In another interesting twist, both the player and GLaDOS herself are given a glimpse of the AI's former life as Cave Johnson's obedient assistant and possible lover, Caroline, who was forced into a neural transfer against her will. This aspect of her personality allows for something resembling a conscience on her part for the remainder of the game, though she promptly deletes it once Wheatley has been taken care of. In the end, she's back to her original position of power, allowing the computer to both learn from her experiences without having to compromise who she is.

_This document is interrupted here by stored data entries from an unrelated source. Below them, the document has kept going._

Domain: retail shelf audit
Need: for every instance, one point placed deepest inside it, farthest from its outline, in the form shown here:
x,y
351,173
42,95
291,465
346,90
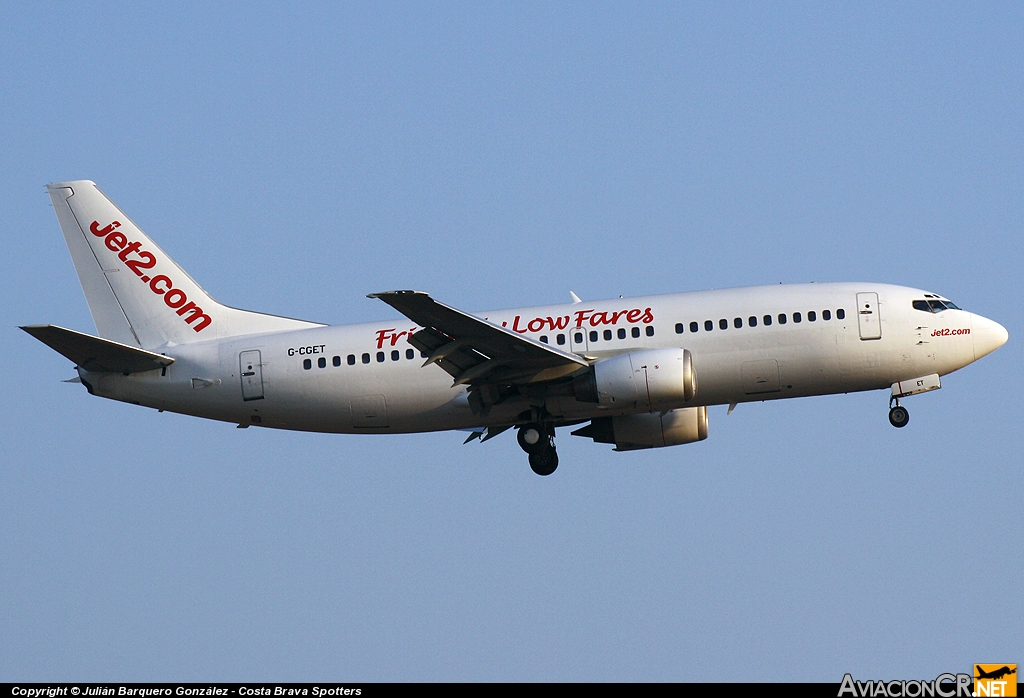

And that's probably one of the few cases of having one's cake and eating it too that I'm okay with.

Chell



"............"

I suppose including Chell is a little misleading, seeing as she says not a syllable during the course of the game and possesses whatever traits the player wishes to bestow upon her. So I'll just use this as an opportunity to say that Valve is maybe the only developer to get diversity right in the video game medium. While BioWare came very close in the Mass Effect series with the female version of Shepard, Miranda Lawson's personal ass-cam moved their progress back a couple of steps. And I really don't want to get started on other major franchises.

Meanwhile, nearly every major Valve release since 2004 has featured intelligent, multi-ethnic (Alyx Vance is Afro-Asian, Chell Latin-Asian and Rochelle African-American) and realistically proportioned player and supporting female characters. I suppose it says a lot about gaming culture--most of it negative--that the presence of these simple things is at all remarkable rather than commonplace, but Valve has to be commended regardless.

Now if you'll excuse me, I'm off to play through the game a third time. Feel free to give Valve your money by purchasing awesome merchandise from the game.